Branch Without Hints

if (rand() % 100 < 95)
  • This condition checks whether a random value is less than 95, which happens 95% of the time.

  • The compiler has no prior knowledge of the likelihood of this condition, so the CPU relies on its branch predictor.

Branch With Hints

if (likely(rand() % 100 < 95))
  • This adds a hint, telling the compiler that the condition is likely to be true most of the time.

  • The compiler rearranges the assembly code, optimizing for the common case (true).


Probability of the Condition

  • rand() % 100 generates a random number in the range [0, 99].

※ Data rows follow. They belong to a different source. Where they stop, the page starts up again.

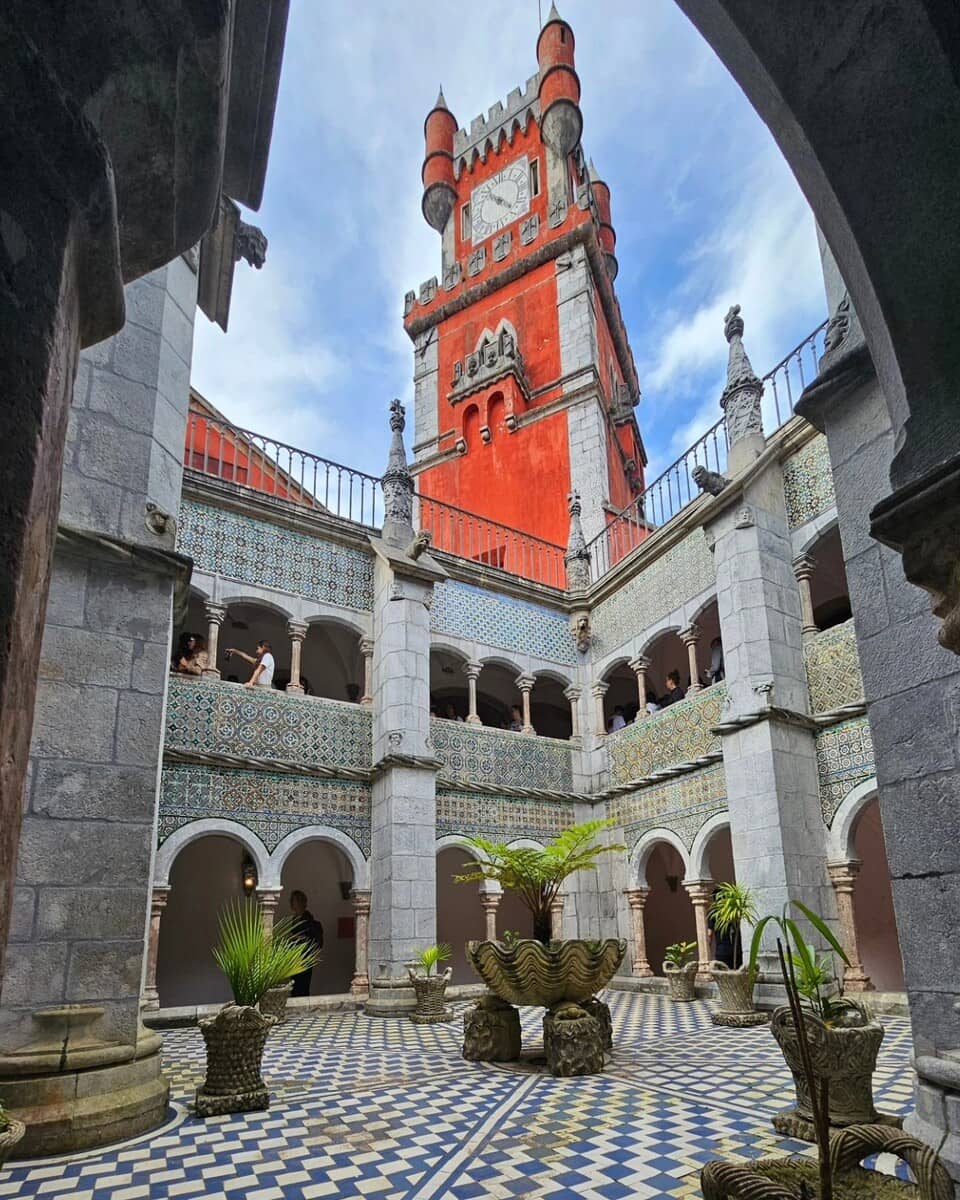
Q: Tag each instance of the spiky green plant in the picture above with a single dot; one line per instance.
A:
(255, 959)
(432, 955)
(679, 953)
(813, 973)
(537, 875)
(732, 905)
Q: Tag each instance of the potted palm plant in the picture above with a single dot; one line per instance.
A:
(11, 1132)
(843, 1036)
(430, 985)
(540, 970)
(837, 1170)
(732, 906)
(253, 959)
(681, 969)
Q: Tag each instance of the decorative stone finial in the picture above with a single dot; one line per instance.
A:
(397, 485)
(577, 557)
(744, 390)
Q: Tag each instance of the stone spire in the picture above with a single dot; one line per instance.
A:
(577, 557)
(397, 485)
(741, 399)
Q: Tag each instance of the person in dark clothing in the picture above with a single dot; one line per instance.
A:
(675, 691)
(305, 929)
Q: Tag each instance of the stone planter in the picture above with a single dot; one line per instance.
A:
(845, 1055)
(736, 990)
(781, 1179)
(10, 1137)
(234, 1041)
(274, 1002)
(430, 993)
(527, 972)
(682, 981)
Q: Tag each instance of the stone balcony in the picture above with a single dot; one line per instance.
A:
(833, 670)
(676, 737)
(474, 754)
(205, 717)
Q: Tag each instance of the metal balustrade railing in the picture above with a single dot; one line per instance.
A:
(489, 543)
(263, 465)
(675, 489)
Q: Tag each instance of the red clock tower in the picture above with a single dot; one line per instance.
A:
(525, 382)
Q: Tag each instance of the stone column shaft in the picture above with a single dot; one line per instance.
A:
(366, 649)
(690, 637)
(472, 670)
(525, 683)
(637, 898)
(490, 903)
(360, 984)
(215, 616)
(298, 631)
(844, 877)
(157, 904)
(701, 894)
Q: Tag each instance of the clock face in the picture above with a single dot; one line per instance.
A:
(501, 199)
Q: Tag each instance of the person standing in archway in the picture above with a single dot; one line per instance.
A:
(305, 929)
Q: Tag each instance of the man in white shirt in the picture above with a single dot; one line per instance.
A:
(263, 665)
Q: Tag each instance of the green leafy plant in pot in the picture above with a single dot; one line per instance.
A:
(681, 970)
(844, 1039)
(255, 960)
(732, 907)
(543, 970)
(430, 985)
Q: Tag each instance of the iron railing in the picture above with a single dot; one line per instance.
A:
(468, 535)
(675, 489)
(265, 466)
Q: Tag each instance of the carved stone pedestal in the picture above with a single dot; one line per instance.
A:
(573, 1042)
(491, 1031)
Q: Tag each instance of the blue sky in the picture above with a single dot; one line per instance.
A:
(706, 213)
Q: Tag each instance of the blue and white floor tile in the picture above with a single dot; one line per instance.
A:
(385, 1109)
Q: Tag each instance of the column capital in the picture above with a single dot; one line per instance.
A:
(636, 897)
(804, 567)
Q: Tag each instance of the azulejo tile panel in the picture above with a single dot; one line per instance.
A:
(679, 733)
(833, 669)
(845, 759)
(261, 723)
(255, 551)
(268, 803)
(501, 817)
(684, 571)
(808, 483)
(481, 616)
(471, 753)
(681, 805)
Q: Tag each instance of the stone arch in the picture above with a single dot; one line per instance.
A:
(352, 852)
(196, 829)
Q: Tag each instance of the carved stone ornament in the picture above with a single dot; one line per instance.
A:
(742, 396)
(502, 245)
(251, 244)
(708, 480)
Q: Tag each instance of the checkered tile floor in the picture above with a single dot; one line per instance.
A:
(387, 1109)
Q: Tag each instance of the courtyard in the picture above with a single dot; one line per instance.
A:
(364, 1107)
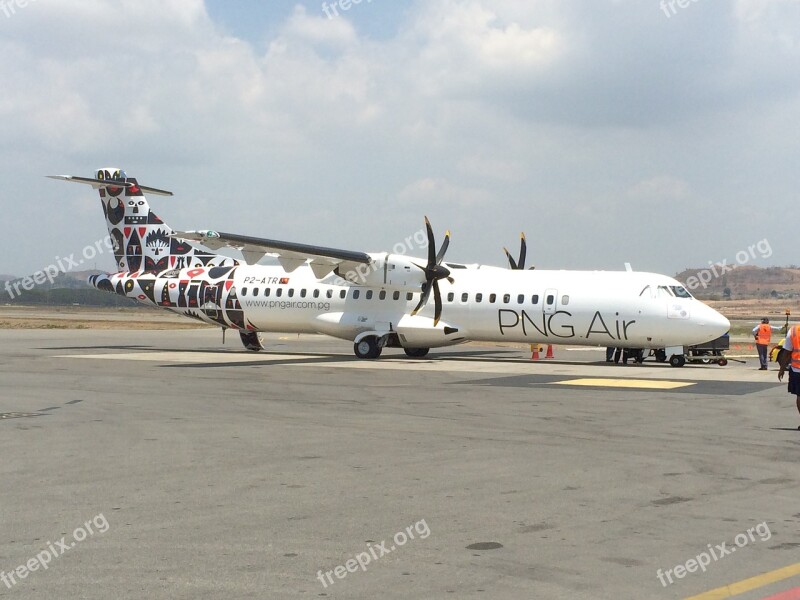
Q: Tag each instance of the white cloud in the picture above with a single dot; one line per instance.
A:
(500, 115)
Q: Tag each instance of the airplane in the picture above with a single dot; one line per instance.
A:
(383, 300)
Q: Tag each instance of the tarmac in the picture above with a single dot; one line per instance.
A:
(175, 467)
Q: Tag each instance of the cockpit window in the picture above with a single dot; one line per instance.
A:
(664, 292)
(680, 291)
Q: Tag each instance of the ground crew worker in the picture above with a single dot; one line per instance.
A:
(763, 333)
(789, 358)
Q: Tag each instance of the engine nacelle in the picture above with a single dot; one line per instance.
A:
(419, 332)
(393, 271)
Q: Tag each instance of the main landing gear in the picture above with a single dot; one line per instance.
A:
(417, 352)
(369, 347)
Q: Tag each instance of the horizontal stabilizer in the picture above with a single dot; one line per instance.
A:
(106, 183)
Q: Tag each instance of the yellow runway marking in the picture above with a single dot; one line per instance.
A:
(747, 585)
(647, 384)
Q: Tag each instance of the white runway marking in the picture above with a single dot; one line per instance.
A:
(459, 364)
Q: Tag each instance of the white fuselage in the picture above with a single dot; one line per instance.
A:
(594, 308)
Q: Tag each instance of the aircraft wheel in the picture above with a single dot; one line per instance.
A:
(367, 348)
(676, 360)
(417, 352)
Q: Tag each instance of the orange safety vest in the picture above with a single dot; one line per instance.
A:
(795, 337)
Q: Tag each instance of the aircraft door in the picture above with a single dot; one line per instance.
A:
(550, 304)
(211, 301)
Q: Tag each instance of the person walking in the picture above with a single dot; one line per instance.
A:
(763, 335)
(789, 359)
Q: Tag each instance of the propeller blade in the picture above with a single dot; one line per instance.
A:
(426, 294)
(511, 262)
(523, 252)
(431, 244)
(443, 249)
(437, 299)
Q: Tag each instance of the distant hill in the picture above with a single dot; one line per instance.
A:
(743, 282)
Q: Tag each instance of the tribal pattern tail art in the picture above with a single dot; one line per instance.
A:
(140, 238)
(161, 270)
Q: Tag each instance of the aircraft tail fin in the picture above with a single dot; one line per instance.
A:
(141, 240)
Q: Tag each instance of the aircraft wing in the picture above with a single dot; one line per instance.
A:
(290, 255)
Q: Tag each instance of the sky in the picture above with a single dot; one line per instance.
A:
(610, 131)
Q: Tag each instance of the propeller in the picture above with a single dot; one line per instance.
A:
(434, 271)
(518, 265)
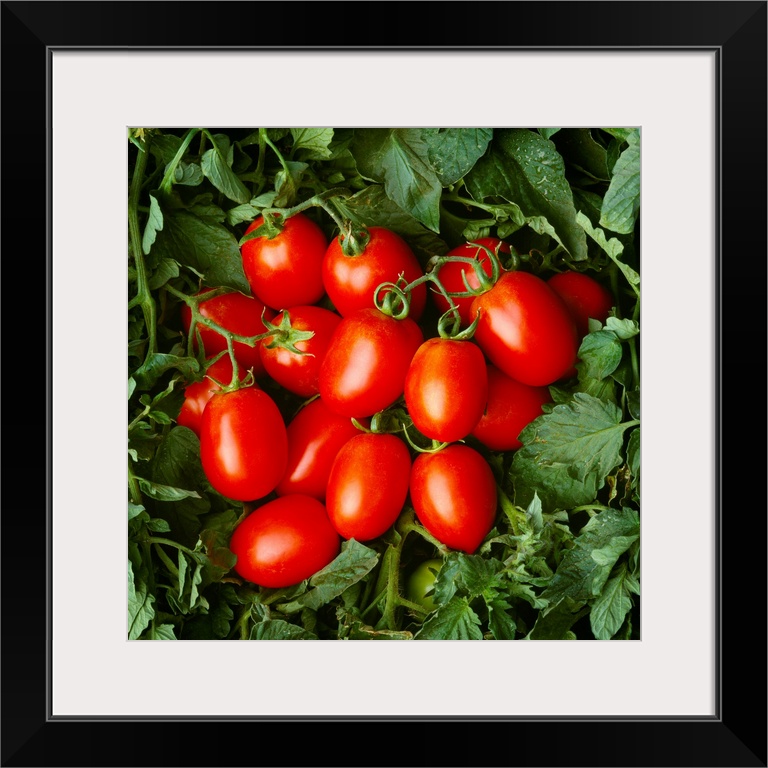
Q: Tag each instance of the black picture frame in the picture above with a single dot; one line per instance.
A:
(736, 736)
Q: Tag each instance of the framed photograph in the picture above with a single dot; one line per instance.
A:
(690, 77)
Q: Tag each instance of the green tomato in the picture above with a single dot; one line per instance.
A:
(421, 583)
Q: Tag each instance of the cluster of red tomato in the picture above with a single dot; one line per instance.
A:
(334, 476)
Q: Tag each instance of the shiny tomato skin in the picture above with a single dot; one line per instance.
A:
(525, 329)
(350, 281)
(365, 366)
(299, 373)
(243, 443)
(511, 406)
(286, 271)
(284, 542)
(236, 313)
(584, 296)
(197, 394)
(368, 485)
(315, 436)
(451, 279)
(453, 492)
(446, 388)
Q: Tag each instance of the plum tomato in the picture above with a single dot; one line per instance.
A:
(284, 542)
(299, 373)
(198, 393)
(243, 443)
(315, 436)
(446, 388)
(286, 271)
(511, 406)
(584, 296)
(453, 492)
(238, 314)
(525, 329)
(368, 485)
(350, 281)
(366, 363)
(451, 279)
(420, 586)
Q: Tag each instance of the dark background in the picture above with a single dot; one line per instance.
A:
(736, 737)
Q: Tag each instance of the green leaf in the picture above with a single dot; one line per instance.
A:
(580, 151)
(621, 203)
(500, 623)
(353, 563)
(453, 151)
(585, 568)
(165, 492)
(475, 574)
(208, 248)
(556, 623)
(600, 354)
(312, 143)
(159, 632)
(399, 159)
(153, 226)
(612, 247)
(140, 610)
(278, 629)
(526, 169)
(611, 607)
(454, 621)
(372, 208)
(177, 464)
(568, 453)
(216, 168)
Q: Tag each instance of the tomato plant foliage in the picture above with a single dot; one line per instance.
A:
(297, 471)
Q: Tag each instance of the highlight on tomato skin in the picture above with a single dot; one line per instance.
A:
(525, 329)
(286, 271)
(511, 406)
(198, 393)
(453, 492)
(315, 436)
(284, 542)
(243, 443)
(368, 485)
(367, 361)
(351, 281)
(446, 388)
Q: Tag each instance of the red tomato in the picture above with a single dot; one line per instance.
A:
(315, 435)
(453, 493)
(446, 388)
(525, 329)
(350, 281)
(235, 313)
(197, 394)
(511, 406)
(366, 363)
(450, 274)
(284, 542)
(287, 270)
(299, 373)
(368, 485)
(584, 296)
(243, 443)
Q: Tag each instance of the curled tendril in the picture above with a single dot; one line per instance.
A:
(392, 300)
(436, 446)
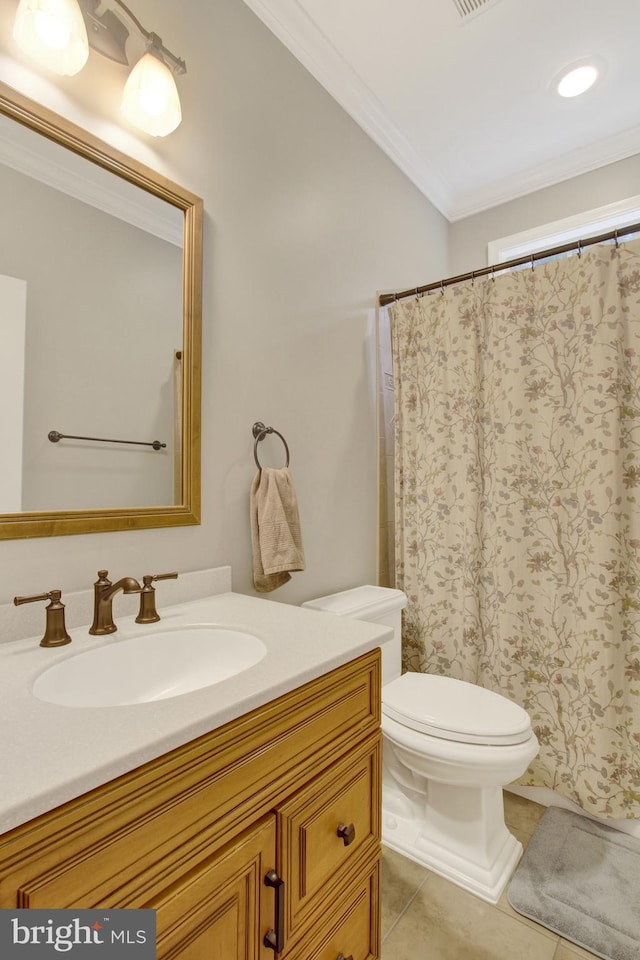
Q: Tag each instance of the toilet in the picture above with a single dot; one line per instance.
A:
(449, 747)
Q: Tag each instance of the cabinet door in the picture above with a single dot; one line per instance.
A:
(327, 831)
(355, 935)
(222, 909)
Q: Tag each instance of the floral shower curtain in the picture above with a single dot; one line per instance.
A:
(518, 506)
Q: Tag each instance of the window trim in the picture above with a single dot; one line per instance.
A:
(622, 213)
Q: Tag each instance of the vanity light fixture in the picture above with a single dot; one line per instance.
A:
(54, 33)
(58, 33)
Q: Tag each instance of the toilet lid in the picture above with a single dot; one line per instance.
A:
(454, 710)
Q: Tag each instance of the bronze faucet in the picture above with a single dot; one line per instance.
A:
(55, 634)
(103, 594)
(148, 612)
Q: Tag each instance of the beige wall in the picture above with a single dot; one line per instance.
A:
(305, 218)
(469, 237)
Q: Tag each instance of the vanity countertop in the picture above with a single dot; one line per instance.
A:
(50, 754)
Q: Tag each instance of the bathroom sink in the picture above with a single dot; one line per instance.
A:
(154, 666)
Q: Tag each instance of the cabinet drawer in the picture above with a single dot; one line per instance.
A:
(356, 934)
(327, 829)
(223, 908)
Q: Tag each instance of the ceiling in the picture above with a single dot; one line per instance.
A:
(463, 102)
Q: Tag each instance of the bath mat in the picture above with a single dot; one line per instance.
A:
(581, 879)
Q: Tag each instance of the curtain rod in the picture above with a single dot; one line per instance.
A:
(386, 298)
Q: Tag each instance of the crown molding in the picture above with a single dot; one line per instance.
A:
(288, 21)
(573, 164)
(33, 155)
(300, 35)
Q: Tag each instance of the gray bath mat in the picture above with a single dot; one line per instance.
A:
(581, 879)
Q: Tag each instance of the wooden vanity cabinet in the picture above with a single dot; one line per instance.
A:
(289, 792)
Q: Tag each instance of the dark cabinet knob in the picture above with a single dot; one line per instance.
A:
(348, 834)
(274, 939)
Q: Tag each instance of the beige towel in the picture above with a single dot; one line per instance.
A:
(275, 529)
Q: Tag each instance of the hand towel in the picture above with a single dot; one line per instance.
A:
(275, 529)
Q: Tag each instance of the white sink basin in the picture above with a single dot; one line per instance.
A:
(154, 666)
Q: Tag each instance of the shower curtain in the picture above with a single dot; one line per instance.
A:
(517, 502)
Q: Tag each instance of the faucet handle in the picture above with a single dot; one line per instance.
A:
(55, 634)
(148, 612)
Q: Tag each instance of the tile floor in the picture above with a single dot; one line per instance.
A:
(425, 917)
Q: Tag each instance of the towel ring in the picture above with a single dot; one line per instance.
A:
(260, 432)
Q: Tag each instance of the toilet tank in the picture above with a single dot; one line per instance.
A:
(377, 605)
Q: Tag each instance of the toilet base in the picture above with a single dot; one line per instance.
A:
(478, 853)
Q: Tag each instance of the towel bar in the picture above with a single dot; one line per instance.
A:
(260, 432)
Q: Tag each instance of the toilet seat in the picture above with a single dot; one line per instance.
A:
(454, 710)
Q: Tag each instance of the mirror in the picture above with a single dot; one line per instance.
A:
(100, 302)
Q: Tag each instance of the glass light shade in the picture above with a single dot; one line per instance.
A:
(150, 100)
(53, 33)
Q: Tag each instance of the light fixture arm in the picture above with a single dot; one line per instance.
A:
(156, 46)
(109, 24)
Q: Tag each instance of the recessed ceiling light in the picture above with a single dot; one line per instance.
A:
(578, 80)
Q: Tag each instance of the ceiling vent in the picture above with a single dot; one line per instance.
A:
(471, 8)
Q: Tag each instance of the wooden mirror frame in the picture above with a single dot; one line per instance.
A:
(62, 522)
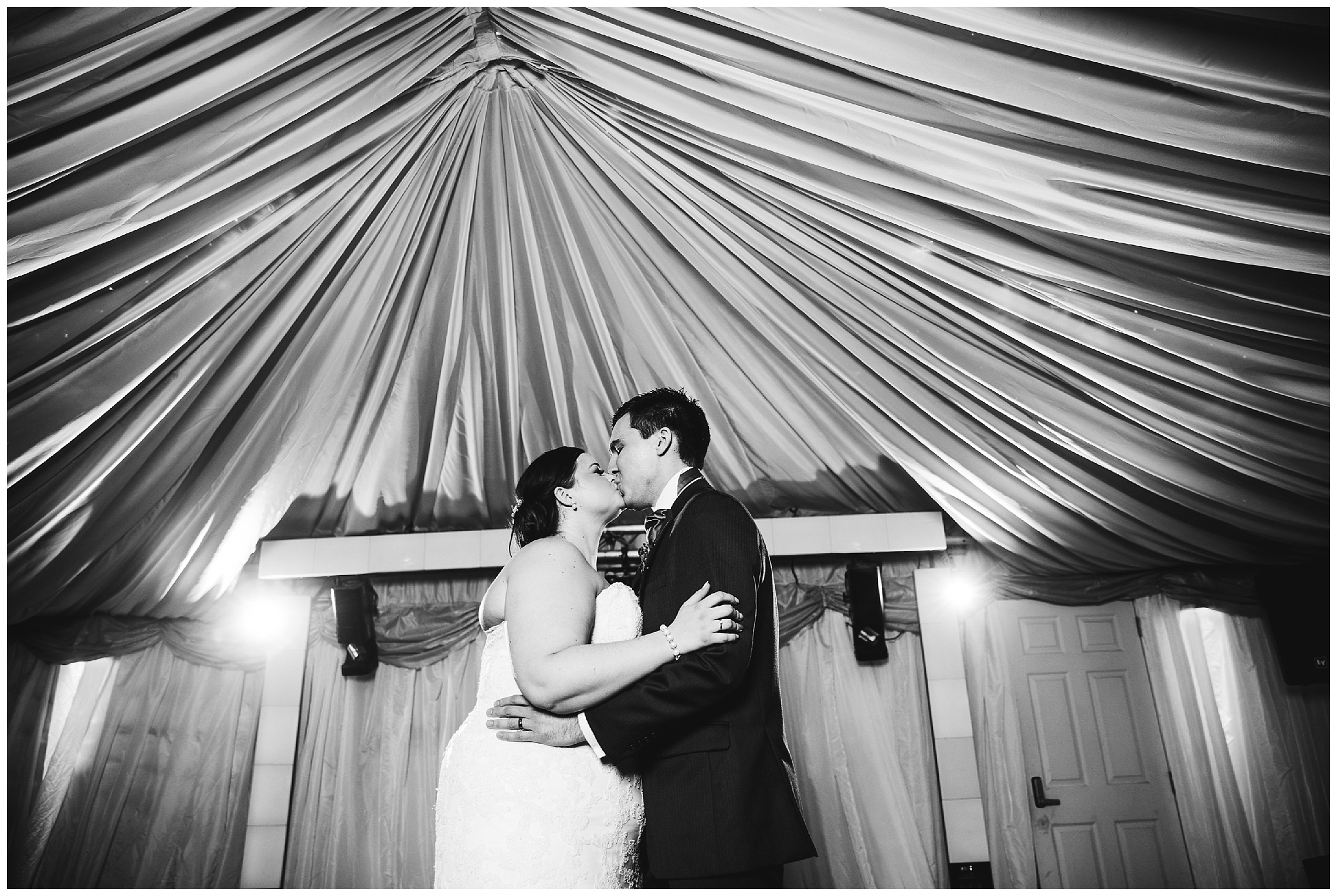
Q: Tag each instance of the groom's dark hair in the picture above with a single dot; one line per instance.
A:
(671, 408)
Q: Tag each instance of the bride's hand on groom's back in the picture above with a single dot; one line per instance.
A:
(515, 720)
(706, 620)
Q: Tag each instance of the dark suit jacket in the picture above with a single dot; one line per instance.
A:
(706, 732)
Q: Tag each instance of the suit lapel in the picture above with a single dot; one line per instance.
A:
(694, 487)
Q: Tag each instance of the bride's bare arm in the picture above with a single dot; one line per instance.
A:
(550, 610)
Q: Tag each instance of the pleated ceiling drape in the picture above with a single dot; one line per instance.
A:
(1061, 273)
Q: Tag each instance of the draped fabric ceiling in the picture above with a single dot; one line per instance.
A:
(1061, 273)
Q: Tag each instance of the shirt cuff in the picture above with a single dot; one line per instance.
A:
(590, 737)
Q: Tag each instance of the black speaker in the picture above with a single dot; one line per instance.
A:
(355, 625)
(1297, 603)
(864, 592)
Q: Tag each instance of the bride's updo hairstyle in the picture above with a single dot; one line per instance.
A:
(535, 514)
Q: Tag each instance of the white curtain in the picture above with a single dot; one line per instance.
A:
(1248, 776)
(864, 756)
(367, 768)
(1248, 768)
(998, 752)
(74, 736)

  • The condition rand() % 100 < 95 is true for numbers {0, 1, ..., 94} (95 values).

  • Probability:

    • True: 95%

    • False: 5%


Results

When you compile and run the program, you'll observe:

Example Output

Result without hints: 95000000
Time without hints: 2.15 seconds
Result with hints: 1.95 seconds
  • Results: Both functions produce the same output (95000000), as they execute the same logic.

  • Execution Time: The version with likely runs faster because branch mispredictions are minimized.


Why Does It Work?

Branch Prediction in CPUs

  • CPUs guess the outcome of branches based on patterns. If the prediction is correct, execution proceeds smoothly. If not, the pipeline stalls, causing a delay.

  • The penalty for a misprediction can be significant, especially in performance-critical loops.

Impact of Hints

  • The likely macro helps the compiler align with the CPU’s branch predictor, reducing the chance of pipeline stalls in the common case.

When Should You Use likely and unlikely?

  • Use Cases:

    • Error Handling: Rare error cases can be marked as unlikely.

    • Hot Paths: Frequently executed code paths can use likely.

    • Performance-Critical Code: Systems like real-time applications, networking, or databases where branch misprediction penalties matter.

  • Avoid Overuse: Misusing these hints in code where branch probabilities are uncertain can degrade performance or make the code harder to maintain.


Key Takeaways

  1. Branch prediction hints (likely and unlikely) help the compiler optimize code for better performance.

  2. They are most effective in performance-critical applications with predictable branch behavior.

  3. Use them sparingly and only when you're certain about the likelihood of branch conditions.


Try the program yourself and see how likely and unlikely affect performance on your machine!